Wednesday, March 30, 2011

Good News at Last!

The surgery is set for April 14th! The left lung nodules are not cancer. So It is not stage 4! I am still working out details to care for Ryan, and numerous other things but I think it will all work out some how. If only I had medical insurance it would be much easier. I will figure it out though. I am so thankful that is not stage four that I feel like I can handle anything.

Monday, March 28, 2011

More Blessings

I found out that the ward is fasting and praying for me today. I am in awe of how kind and willing to sacrifice of themselves people can be. I am so grateful.

I ate a great stir fry meal tonight. Part of it was leftover chicken my friend Pat sent me a few days ago. Soooooooo yummy.

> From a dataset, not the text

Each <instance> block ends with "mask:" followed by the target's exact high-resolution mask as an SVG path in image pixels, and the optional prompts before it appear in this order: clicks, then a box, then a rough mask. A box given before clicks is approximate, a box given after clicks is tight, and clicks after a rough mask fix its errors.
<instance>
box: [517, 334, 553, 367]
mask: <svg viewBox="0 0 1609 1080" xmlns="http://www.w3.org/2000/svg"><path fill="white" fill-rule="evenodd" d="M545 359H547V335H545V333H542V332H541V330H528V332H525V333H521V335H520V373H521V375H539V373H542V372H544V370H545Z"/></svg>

I am antsy tonight about the test tomorrow and tomorrow night I will be antsy waiting for the results on Wednesday. Both answers possible will mean big changes for me. I believe Heavenly Father will help me through either way. I am still afraid, but not nearly as much as someone who did not know that our Heavenly Father never lets us down would be.

Saturday, March 26, 2011

I Realize

How many thoughtful friends I have. I have had offers to watch Ryan and to provide rides to the doctor. Besides the many prayers offered in my behalf my name has also been put in the temple by several people. I am blessed in so many ways. Another day of sunshine is lifting my spirits even more.

Thursday, March 24, 2011

There is Sunshine

and it cheers me! I feel pretty good today so I am tackling some chores I have avoided while not feeling so well. I think I will make a pot of chili for supper and some fresh rolls too. They say you have to make hay while the sun shines so...........................

Wednesday, March 23, 2011

More Waiting

I could not go for my tests today because of the snow. It is rescheduled for Tuesday. Another week of wondering and waiting. I cannot catch a break.  The surgeon has a family emergency so he is out of town next week so no surgery if the biopsy results are good. They may do it the week of the 4th. So this is about 6 weeks or more since I found out it was growing and still another two weeks until surgery and that only if the left lung is okay. I have prayed, my friends and family are praying; yet it all keeps going terribly wrong. I wonder if I am being punished for something? I  am trying to keep my attitude up but it is so hard.

Tuesday, March 22, 2011

Is Beginning to Wonder

If I will get there for the biopsy tomorrow or not. The snow keeps falling and I hear tales of it taking people double the amount of time to get places tonight. It was hard to get an appointment already this week. It will really be hard on me if this is postponed another week or two. I am leaving it in God's hands.

Monday, March 21, 2011

Snow Snow Go Away Come Along Some Other Day!

I am not too happy about the snow that is predicted as it is likely I will have to go to Appleton for the procedure during it and I really cannot put it off. We usually do get some nice weather and then one last blast from winter before Spring comes to us.

I was looking at my yard and thinking about planting petunias in baskets. Petunias are one of my favorite flowers. Bright, cheerful and not very expensive. So while it snows and blows the next two days; I will be dreaming of a yard filled with baskets of petunias.

Sunday, March 20, 2011

Sunday Morning

Since I am avoiding crowds in fear of catching something that will delay surgery if I get to have it I have been missing church. So I watched some BYU  TV this morning. A wonderful talk was given about What if all we did was motivated by love. Not by revenge or greed or for recognition but only by love. I think I need a sign to remind me of this.

YOUR MOTIVATION IS LOVE!

That is all I have today. 

Saturday, March 19, 2011

I Feel Better Today

I have peace today. Prayer and then a good night's sleep seems to have washed away most of the anger. They will biopsy the new spots in my left lung this coming week. If they are malignant I will be stage four lung cancer and surgery will not be done. They may do chemotherapy and radiation. If they are benign, they will remove two thirds of my lung on the 31st. That would be stage one and I would have a better chance of living longer.

I hope I have a long time left here but am prepared to accept what comes. I know how I want to spend my time and with who. I am going to try not to waste anymore time in anger and bitterness. 

Friday, March 18, 2011

I Am Not Much of a Blogger

I have not felt much like writing. I am ill again or I guess it is still. I am afraid for my son Ryan if I am not here. I hope I have time to arrange things so that he is happy and well cared for. Today I see the surgeon............I pray he can still fix things. I wish I could feel closer to God right now. I am kind of angry and trying hard not to be. Some people are so brave through things like this. I am trying to be but today is scary and I don't feel brave at all.